白歆越决定放纵自己这一次,把所有的眼泪和不舍都留在这个车站,当她踏出车站后,她会是顾司言的母亲,真正放下这段曾经的母子情分。
而许逸晓在转身离开后,眼泪流了满脸,不当著白歆越的面,他允许自己哭出来,把那些复杂的感情全都用眼泪释放。
可这样的释放好像变得没完没了,一旦放鬆心理底线,眼泪就跟失控的堤坝一样,堵都堵不住,而许逸晓並不喜欢这样软弱的自己,为什么被拋弃了就要哭
“啪——”心里痛到了极点时,许逸晓直接给了自己一巴掌,他几乎用尽了全力,这一巴掌后,他脸颊上迅速浮现出一个红色的巴掌印,足见他对自己下手有多狠。
现在的他,需要这份狠劲,只有够狠,他才能不去责怪自己为什么这么不爭气,为什么要为此流眼泪……
“够了,许逸晓你够了,不要再哭了,这里又没人会因为你的眼泪而心疼。
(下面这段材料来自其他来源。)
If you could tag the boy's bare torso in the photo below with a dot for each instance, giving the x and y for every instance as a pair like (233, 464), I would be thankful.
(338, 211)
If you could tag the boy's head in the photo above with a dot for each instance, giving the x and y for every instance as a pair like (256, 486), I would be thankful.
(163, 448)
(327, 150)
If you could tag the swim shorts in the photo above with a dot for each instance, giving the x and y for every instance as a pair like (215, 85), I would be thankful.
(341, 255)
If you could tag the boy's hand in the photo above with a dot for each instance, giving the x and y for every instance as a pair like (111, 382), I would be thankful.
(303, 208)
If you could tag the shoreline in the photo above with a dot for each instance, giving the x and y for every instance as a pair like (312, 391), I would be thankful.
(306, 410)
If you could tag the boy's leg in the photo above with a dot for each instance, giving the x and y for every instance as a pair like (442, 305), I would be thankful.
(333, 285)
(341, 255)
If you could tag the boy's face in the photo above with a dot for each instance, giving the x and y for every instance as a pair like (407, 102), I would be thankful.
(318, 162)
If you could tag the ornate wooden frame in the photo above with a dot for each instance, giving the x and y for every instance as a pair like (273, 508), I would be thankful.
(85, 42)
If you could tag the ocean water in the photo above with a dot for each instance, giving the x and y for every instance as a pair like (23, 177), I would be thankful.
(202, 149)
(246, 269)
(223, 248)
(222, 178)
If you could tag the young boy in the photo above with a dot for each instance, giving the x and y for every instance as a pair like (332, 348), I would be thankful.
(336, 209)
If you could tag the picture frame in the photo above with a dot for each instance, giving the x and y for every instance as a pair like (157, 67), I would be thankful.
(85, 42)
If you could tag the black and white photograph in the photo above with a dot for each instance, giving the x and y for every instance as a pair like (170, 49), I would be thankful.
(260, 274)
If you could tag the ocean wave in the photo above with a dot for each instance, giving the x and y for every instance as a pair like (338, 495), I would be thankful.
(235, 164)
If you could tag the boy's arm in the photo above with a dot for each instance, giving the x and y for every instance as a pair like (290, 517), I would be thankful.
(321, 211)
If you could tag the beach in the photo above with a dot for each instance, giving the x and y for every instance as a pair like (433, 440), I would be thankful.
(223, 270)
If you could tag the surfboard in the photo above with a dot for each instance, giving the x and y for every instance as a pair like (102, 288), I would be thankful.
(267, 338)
”他语气嘲讽地说道。
有人心疼时,眼泪才有价值,而没人心疼你时,眼泪只是最低级的发泄手段,显得整个人又廉价又可能,更何况这是在火车上,又不是自己单独一个人待著。
別让陌生人看了笑话!
许逸晓就这么搬著自己的行李,对照火车票去找位置。
周围的人全都在看他。
一开始大家还以为,他只是个普通的因为跟家人分开而伤心难过的远行人,可那一巴掌著实让人纳闷。
其中有个被妈妈抱著的小姑娘更是看傻了眼,懵懂又不解地询问妈妈那人为什么要这样。
“妈妈,那个叔叔怎么一边哭一边打自己呀,他是疼哭了吗”小姑娘问道,眼神一直盯著怪叔叔,小小的脑袋里,充满了大大的疑惑。
姑娘的母亲听见后,立马捂住了女儿的嘴。
“嘘——囡囡,不许胡说,叔叔那是在伤心呢,你这样盯著人家看,不礼貌的,知道吗”母亲教训道,抱著姑娘转了个方向,不让孩子再直勾勾地看著別人。
“哦,”小姑娘似懂非懂地点头,小声道,“那我不看了。”
可不到两秒钟小姑娘又忍不住转过头,悄悄地打量著那个看起来伤心得像是快要碎掉了的叔叔。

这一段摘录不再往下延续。